Financial theory and common sense tell us that business owners can use debt to increase the value of the equity in their companies. If they can borrow at 7% and earn 10% on the incremental assets, they will increase earnings and cash flow, provided of course that they really can earn more than their borrowing costs and that they do not borrow so much that they cannot safely pay back interest and principal, even if interest rates rise and business activity declines. In the old days, when I was a commercial banker, before calculators and computers, we calculated debt capacity by hand on ledger paper using “worst-case scenarios” in which we assumed higher interest rates and lower sales and earnings to limit how much we would loan. (We also considered personal guarantees, collateral, and the character of the borrower, but that is another story.)
Having said this, however, I would venture that maybe one in ten of my business owner clients thinks about using debt to increase the value of their businesses. Many of them have a visceral distaste for debt, borne out of experience with the Depression (the 1929 one or the 1981 one which clobbered Northeastern Ohio) and will simply not consider it, regardless of its economic potential. Others borrow only when they need to make capital investments and do not have sufficient funds on hand. Still others borrow seasonally, just to fund changing inventory requirements, and repay their credit lines in full as inventory runs down. Moreover, most of the business owners who do use debt are either in businesses that fundamentally require it (car dealerships are a good example) or are aggressive real estate investors who lever up their properties and distribute the proceeds.

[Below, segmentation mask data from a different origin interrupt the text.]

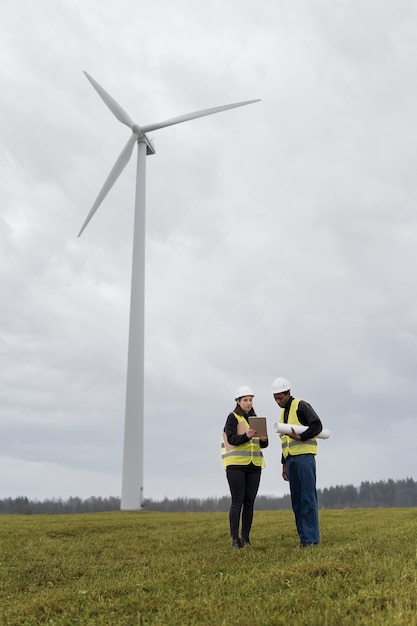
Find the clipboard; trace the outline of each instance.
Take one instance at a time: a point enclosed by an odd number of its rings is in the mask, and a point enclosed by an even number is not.
[[[268,437],[266,417],[250,417],[249,426],[256,430],[256,437]]]

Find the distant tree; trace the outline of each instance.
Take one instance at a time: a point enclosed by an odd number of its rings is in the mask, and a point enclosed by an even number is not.
[[[355,508],[358,502],[358,490],[353,485],[318,490],[319,507],[321,509]]]
[[[412,478],[394,481],[379,481],[353,485],[338,485],[318,490],[319,507],[321,509],[372,508],[372,507],[416,507],[417,483]],[[144,508],[149,511],[166,512],[227,512],[230,507],[230,496],[220,498],[175,498],[167,496],[163,500],[146,499]],[[276,511],[291,508],[289,494],[284,496],[259,495],[256,509],[260,511]],[[4,498],[0,500],[0,514],[18,515],[58,515],[63,513],[99,513],[101,511],[120,510],[120,498],[91,496],[86,500],[70,497],[68,500],[51,499],[40,502],[29,500],[26,496]]]

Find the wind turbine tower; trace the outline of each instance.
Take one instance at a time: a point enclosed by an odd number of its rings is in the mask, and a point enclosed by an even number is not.
[[[139,126],[126,111],[94,80],[84,72],[98,95],[132,134],[108,175],[96,201],[82,225],[78,237],[113,187],[128,164],[137,144],[135,217],[133,227],[132,287],[130,295],[129,347],[127,359],[126,412],[122,472],[122,510],[139,510],[143,506],[143,407],[144,407],[144,344],[145,344],[145,172],[146,156],[155,154],[152,141],[146,133],[165,126],[180,124],[198,117],[220,113],[227,109],[259,102],[247,100],[226,104],[203,111],[180,115],[163,122]]]

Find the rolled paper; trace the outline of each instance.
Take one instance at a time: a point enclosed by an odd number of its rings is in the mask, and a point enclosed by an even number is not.
[[[305,430],[307,430],[308,426],[299,426],[298,424],[281,424],[281,422],[275,422],[274,431],[279,435],[289,435],[291,432],[291,428],[294,428],[297,435],[301,435]],[[317,439],[328,439],[330,437],[330,430],[327,428],[323,428],[321,433],[316,435]]]

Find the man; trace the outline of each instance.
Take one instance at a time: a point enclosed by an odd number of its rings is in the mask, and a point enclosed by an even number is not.
[[[280,422],[291,426],[288,435],[281,435],[282,477],[290,483],[291,504],[300,546],[317,546],[320,529],[316,490],[316,437],[323,426],[310,404],[292,397],[291,385],[286,378],[274,380],[272,393],[282,409]],[[307,430],[298,434],[293,428],[295,425],[307,426]]]

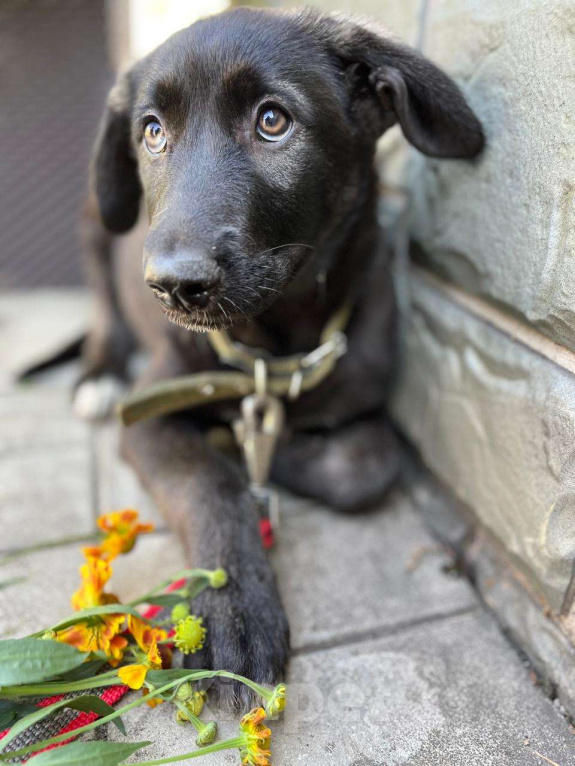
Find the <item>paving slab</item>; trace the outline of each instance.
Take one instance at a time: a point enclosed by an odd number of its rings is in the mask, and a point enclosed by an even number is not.
[[[140,518],[165,528],[162,515],[141,486],[135,471],[120,457],[120,428],[109,421],[92,426],[97,512],[136,508]]]
[[[575,763],[567,722],[482,610],[296,657],[288,689],[284,719],[272,723],[275,766]],[[173,715],[168,705],[129,713],[129,741],[152,740],[150,759],[194,750],[193,732]],[[202,718],[212,717],[221,739],[234,735],[238,716],[208,703]],[[122,739],[111,727],[107,736]],[[201,761],[237,762],[233,751]]]
[[[0,458],[15,452],[86,445],[89,428],[70,410],[70,387],[20,385],[0,394]]]
[[[53,625],[71,613],[70,597],[79,583],[83,562],[79,545],[0,559],[0,582],[23,578],[0,589],[0,636],[24,636]],[[154,533],[138,540],[129,555],[113,564],[109,590],[126,602],[185,566],[178,541]]]
[[[38,289],[0,295],[0,389],[24,369],[77,340],[92,309],[87,290]]]
[[[307,504],[282,516],[273,553],[294,648],[473,608],[469,584],[400,492],[371,514]]]
[[[0,395],[0,552],[89,535],[91,447],[66,389]]]

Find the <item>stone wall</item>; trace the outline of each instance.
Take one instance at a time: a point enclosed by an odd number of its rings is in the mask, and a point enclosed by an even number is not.
[[[425,158],[397,135],[382,145],[384,179],[393,168],[408,192],[417,262],[393,411],[563,647],[575,641],[573,5],[315,4],[371,15],[420,47],[484,124],[475,162]]]

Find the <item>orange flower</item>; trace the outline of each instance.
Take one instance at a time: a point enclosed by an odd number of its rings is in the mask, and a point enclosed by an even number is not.
[[[86,556],[97,556],[106,561],[112,561],[121,553],[128,553],[134,547],[138,535],[147,534],[154,529],[153,524],[140,524],[138,511],[131,508],[100,516],[98,526],[106,536],[100,545],[84,548],[84,553]]]
[[[56,633],[54,638],[75,646],[81,652],[102,651],[111,665],[117,665],[128,646],[128,640],[119,635],[124,615],[110,614],[96,617],[90,622],[79,622]]]
[[[142,694],[144,695],[144,697],[147,697],[148,694],[150,694],[150,690],[142,689]],[[158,707],[158,705],[161,705],[162,702],[165,702],[165,700],[163,700],[161,697],[153,697],[151,700],[146,700],[146,705],[148,707],[154,708],[154,707]]]
[[[153,639],[145,662],[139,662],[134,665],[124,665],[123,668],[118,670],[118,676],[120,681],[126,684],[126,686],[129,686],[130,689],[141,689],[146,680],[148,670],[160,670],[161,667],[162,658],[158,651],[156,639]]]
[[[117,602],[116,596],[104,593],[104,587],[112,576],[112,567],[107,561],[90,556],[80,567],[82,584],[72,596],[72,607],[76,610]]]
[[[272,733],[267,726],[265,710],[254,708],[240,721],[240,732],[244,744],[240,747],[240,758],[245,766],[271,766],[270,740]]]
[[[158,643],[168,637],[165,630],[156,628],[153,625],[144,622],[144,620],[140,620],[139,617],[134,617],[132,614],[128,615],[128,630],[136,639],[136,643],[140,649],[146,653],[150,651],[150,647],[154,641]]]

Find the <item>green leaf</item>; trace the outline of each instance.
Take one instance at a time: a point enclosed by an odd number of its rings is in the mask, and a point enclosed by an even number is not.
[[[72,742],[34,756],[34,766],[117,766],[151,742]]]
[[[149,681],[152,686],[158,689],[160,686],[165,686],[171,681],[177,681],[178,678],[187,678],[193,670],[148,670],[146,673],[146,681]]]
[[[93,712],[100,718],[114,712],[114,708],[111,707],[111,705],[108,705],[107,702],[104,702],[103,699],[100,699],[100,697],[97,697],[95,694],[88,694],[84,697],[76,697],[75,699],[65,699],[60,702],[55,702],[53,705],[48,705],[48,707],[36,708],[33,713],[30,713],[15,723],[8,734],[3,739],[0,739],[0,752],[5,750],[6,745],[9,742],[12,742],[13,739],[30,726],[38,723],[38,721],[42,721],[44,718],[47,718],[49,715],[52,715],[52,713],[56,713],[64,707],[69,707],[73,710],[81,710],[84,713]],[[118,729],[122,734],[125,735],[126,729],[124,728],[122,721],[119,718],[115,718],[114,723],[118,726]]]
[[[182,601],[186,600],[187,596],[182,596],[178,593],[163,593],[158,596],[150,596],[146,603],[148,604],[155,604],[156,606],[169,606],[174,607],[176,604],[181,604]]]
[[[0,700],[0,731],[4,731],[19,718],[29,715],[36,710],[36,705],[31,702],[17,702],[16,700]]]
[[[70,617],[66,617],[65,620],[61,620],[60,622],[57,622],[56,625],[52,625],[50,630],[63,630],[64,628],[69,628],[70,625],[75,625],[77,622],[84,622],[89,617],[98,617],[103,614],[131,614],[146,622],[146,619],[142,617],[138,610],[133,606],[126,606],[125,604],[103,604],[102,606],[92,606],[90,609],[81,609],[79,612],[74,612]],[[34,635],[38,636],[40,634],[35,633]]]
[[[78,667],[87,657],[60,641],[5,639],[0,641],[0,687],[45,681]]]
[[[68,673],[61,673],[56,681],[83,681],[85,678],[92,678],[96,673],[106,664],[106,659],[90,660],[89,662],[83,662],[77,668],[68,671]]]

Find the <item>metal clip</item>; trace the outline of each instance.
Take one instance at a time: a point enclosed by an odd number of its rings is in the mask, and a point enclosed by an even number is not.
[[[268,481],[283,423],[284,408],[277,397],[252,394],[242,399],[240,418],[233,426],[254,487],[262,488]]]

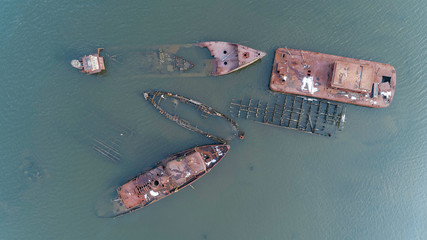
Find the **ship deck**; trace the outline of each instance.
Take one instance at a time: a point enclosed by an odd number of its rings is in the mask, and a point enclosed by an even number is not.
[[[104,58],[99,54],[92,54],[82,58],[83,72],[88,74],[95,74],[105,70]]]
[[[270,89],[337,102],[383,108],[396,86],[393,66],[310,51],[279,48]]]

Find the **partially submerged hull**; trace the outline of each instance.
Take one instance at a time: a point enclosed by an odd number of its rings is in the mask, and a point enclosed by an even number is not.
[[[203,48],[209,50],[209,55]],[[240,44],[212,41],[135,49],[111,48],[108,56],[115,72],[122,70],[138,78],[163,78],[224,75],[250,65],[265,53]],[[120,69],[116,65],[121,65]]]
[[[111,208],[98,212],[98,215],[120,216],[189,186],[216,166],[229,149],[228,145],[194,147],[158,162],[153,169],[118,187],[115,198],[110,202]]]
[[[190,98],[187,98],[184,96],[180,96],[180,95],[168,93],[168,92],[163,92],[163,91],[144,92],[143,95],[144,95],[145,100],[149,101],[157,110],[159,110],[159,112],[163,116],[165,116],[169,120],[174,121],[178,125],[186,128],[188,130],[197,132],[197,133],[202,134],[203,136],[205,136],[207,138],[213,139],[213,140],[220,142],[220,143],[223,143],[223,144],[225,144],[231,140],[231,139],[225,139],[223,137],[215,136],[214,134],[208,133],[206,130],[202,130],[196,126],[193,126],[190,123],[190,121],[183,119],[180,116],[176,115],[175,113],[168,112],[166,109],[164,109],[161,106],[162,102],[168,101],[169,99],[173,99],[175,101],[179,101],[179,102],[182,102],[184,104],[188,104],[189,106],[194,107],[194,109],[196,111],[199,111],[201,114],[203,114],[204,118],[208,118],[209,116],[222,118],[225,121],[230,123],[231,129],[233,132],[232,133],[233,137],[239,136],[240,139],[244,138],[243,131],[239,130],[239,127],[235,121],[233,121],[231,118],[227,117],[226,115],[220,113],[219,111],[213,109],[212,107],[209,107],[209,106],[207,106],[201,102],[198,102],[196,100],[193,100],[193,99],[190,99]]]
[[[384,108],[393,100],[393,66],[323,53],[279,48],[270,89],[365,107]]]
[[[209,49],[212,57],[215,58],[214,69],[211,73],[214,76],[225,75],[242,69],[266,55],[265,52],[237,43],[212,41],[201,42],[196,45]]]

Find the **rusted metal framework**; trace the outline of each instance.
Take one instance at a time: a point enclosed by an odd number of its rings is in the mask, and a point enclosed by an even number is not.
[[[165,111],[160,106],[160,102],[167,99],[167,98],[175,98],[175,99],[178,99],[185,104],[189,104],[189,105],[193,106],[197,111],[202,112],[202,114],[205,117],[216,116],[216,117],[223,118],[231,124],[232,130],[233,130],[233,133],[235,136],[239,136],[240,139],[244,138],[243,131],[239,130],[239,126],[237,125],[237,123],[235,121],[233,121],[231,118],[227,117],[226,115],[218,112],[217,110],[215,110],[215,109],[213,109],[213,108],[211,108],[211,107],[209,107],[203,103],[200,103],[198,101],[195,101],[193,99],[190,99],[190,98],[187,98],[184,96],[180,96],[180,95],[168,93],[168,92],[163,92],[163,91],[144,92],[143,96],[144,96],[145,100],[149,101],[157,110],[159,110],[160,114],[162,114],[167,119],[176,122],[181,127],[186,128],[190,131],[197,132],[197,133],[199,133],[199,134],[201,134],[207,138],[210,138],[212,140],[215,140],[215,141],[223,143],[223,144],[226,144],[228,142],[228,140],[225,138],[215,136],[215,135],[210,134],[206,131],[203,131],[196,126],[193,126],[189,121],[182,119],[181,117],[179,117],[177,115],[172,115],[171,113],[168,113],[167,111]]]
[[[187,59],[191,48],[207,48],[212,58],[193,63]],[[105,70],[104,58],[98,53],[72,60],[71,65],[87,74]],[[203,51],[198,50],[198,54]],[[187,52],[188,53],[188,52]],[[112,54],[112,55],[110,55]],[[145,49],[119,49],[106,54],[111,62],[139,71],[138,77],[201,77],[220,76],[240,70],[263,58],[266,53],[237,43],[210,41],[194,44],[162,45]],[[181,56],[181,54],[184,54]],[[193,52],[194,54],[194,52]],[[194,55],[190,55],[193,56]],[[203,56],[205,54],[203,53]]]
[[[337,103],[286,94],[277,94],[271,102],[233,99],[230,112],[239,118],[329,137],[342,130],[345,122],[345,107]]]
[[[118,141],[106,143],[98,138],[93,138],[93,150],[113,162],[119,162],[122,157],[119,147],[120,145]]]

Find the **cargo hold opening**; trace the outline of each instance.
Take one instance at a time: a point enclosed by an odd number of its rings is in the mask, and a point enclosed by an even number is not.
[[[385,82],[390,83],[390,82],[391,82],[391,77],[383,76],[383,79],[382,79],[382,81],[381,81],[381,82],[383,82],[383,83],[385,83]]]

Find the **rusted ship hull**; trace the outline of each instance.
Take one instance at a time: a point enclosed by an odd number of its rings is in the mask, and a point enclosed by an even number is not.
[[[216,166],[229,151],[228,145],[205,145],[176,153],[156,167],[131,179],[116,189],[111,211],[100,217],[116,217],[148,206],[200,179]]]
[[[395,87],[391,65],[288,48],[276,50],[270,79],[273,91],[374,108],[389,106]]]
[[[227,117],[226,115],[220,113],[219,111],[213,109],[212,107],[209,107],[201,102],[195,101],[193,99],[190,99],[184,96],[163,92],[163,91],[144,92],[143,96],[145,100],[149,101],[157,110],[159,110],[160,114],[165,116],[167,119],[172,120],[178,125],[180,125],[181,127],[197,132],[207,138],[210,138],[212,140],[215,140],[223,144],[226,144],[231,140],[231,139],[225,139],[223,137],[215,136],[214,134],[208,133],[205,130],[202,130],[196,126],[193,126],[188,120],[185,120],[180,116],[175,115],[175,113],[170,113],[166,109],[162,108],[161,102],[167,101],[168,98],[172,98],[179,102],[182,102],[184,104],[188,104],[194,107],[196,111],[199,111],[201,114],[204,115],[204,118],[207,118],[209,116],[222,118],[225,121],[230,123],[233,137],[238,136],[240,139],[244,138],[243,131],[239,130],[239,127],[235,121],[233,121],[231,118]]]
[[[209,49],[215,58],[212,75],[225,75],[240,70],[263,58],[266,53],[237,43],[211,41],[195,44]]]

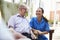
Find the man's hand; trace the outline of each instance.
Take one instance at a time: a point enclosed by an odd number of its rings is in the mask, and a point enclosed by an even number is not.
[[[32,39],[37,39],[37,36],[31,31],[31,37]]]
[[[9,28],[9,31],[11,31],[12,33],[15,33],[15,30],[13,28]]]

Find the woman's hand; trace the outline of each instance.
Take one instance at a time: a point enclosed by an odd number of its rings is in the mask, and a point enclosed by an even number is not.
[[[37,30],[35,30],[35,31],[34,31],[34,34],[35,34],[35,35],[38,35],[38,31],[37,31]]]
[[[38,30],[32,29],[32,32],[33,32],[35,35],[38,35]]]

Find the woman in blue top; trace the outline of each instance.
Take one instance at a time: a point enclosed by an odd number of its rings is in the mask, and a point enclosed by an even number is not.
[[[48,40],[44,34],[49,32],[48,20],[43,16],[43,8],[38,8],[36,10],[36,16],[30,21],[30,26],[34,29],[34,33],[38,35],[37,40]]]

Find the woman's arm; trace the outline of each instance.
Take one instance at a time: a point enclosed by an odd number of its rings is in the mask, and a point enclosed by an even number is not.
[[[42,32],[40,30],[37,30],[37,31],[38,31],[38,34],[40,34],[40,35],[42,35],[42,34],[48,34],[49,31],[50,31],[48,22],[46,22],[46,24],[45,24],[45,31],[44,32]]]
[[[39,34],[39,35],[48,34],[47,31],[44,31],[44,32],[41,32],[41,31],[39,31],[39,30],[37,30],[37,31],[38,31],[38,34]]]
[[[34,34],[36,34],[36,35],[42,35],[42,34],[48,34],[48,32],[47,31],[44,31],[44,32],[42,32],[42,31],[40,31],[40,30],[36,30],[36,29],[32,29],[33,30],[33,33]]]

The reason I mention all this is that, when you are valuing a business, one of the most important assumptions in your financial forecast is the level of debt. Think about it: at the margin, with everything else held constant (i.e. cash outflows), every dollar of additional debt drops almost completely to the bottom line (cash flow to equity) net of interest expense after taxes. Today, many good businesses are being forced to reduce debt because their owners are unsure about the future and / or because their banks are pressuring them to do so. For a business that has unused debt capacity (see above), if the owner decides to borrow more, cash flow will increase in the short run (and decrease in the long run as debt is repaid). If they borrow less (repay debt), cash flow will decrease in the short run and increase in the long run. This can have a HUGE impact on cash flow to equity and the ultimate value conclusion. Regardless of whether you are valuing a control or a minority interest, you need to ask about the control owner’s intentions for and attitude about debt and reflect that appropriately.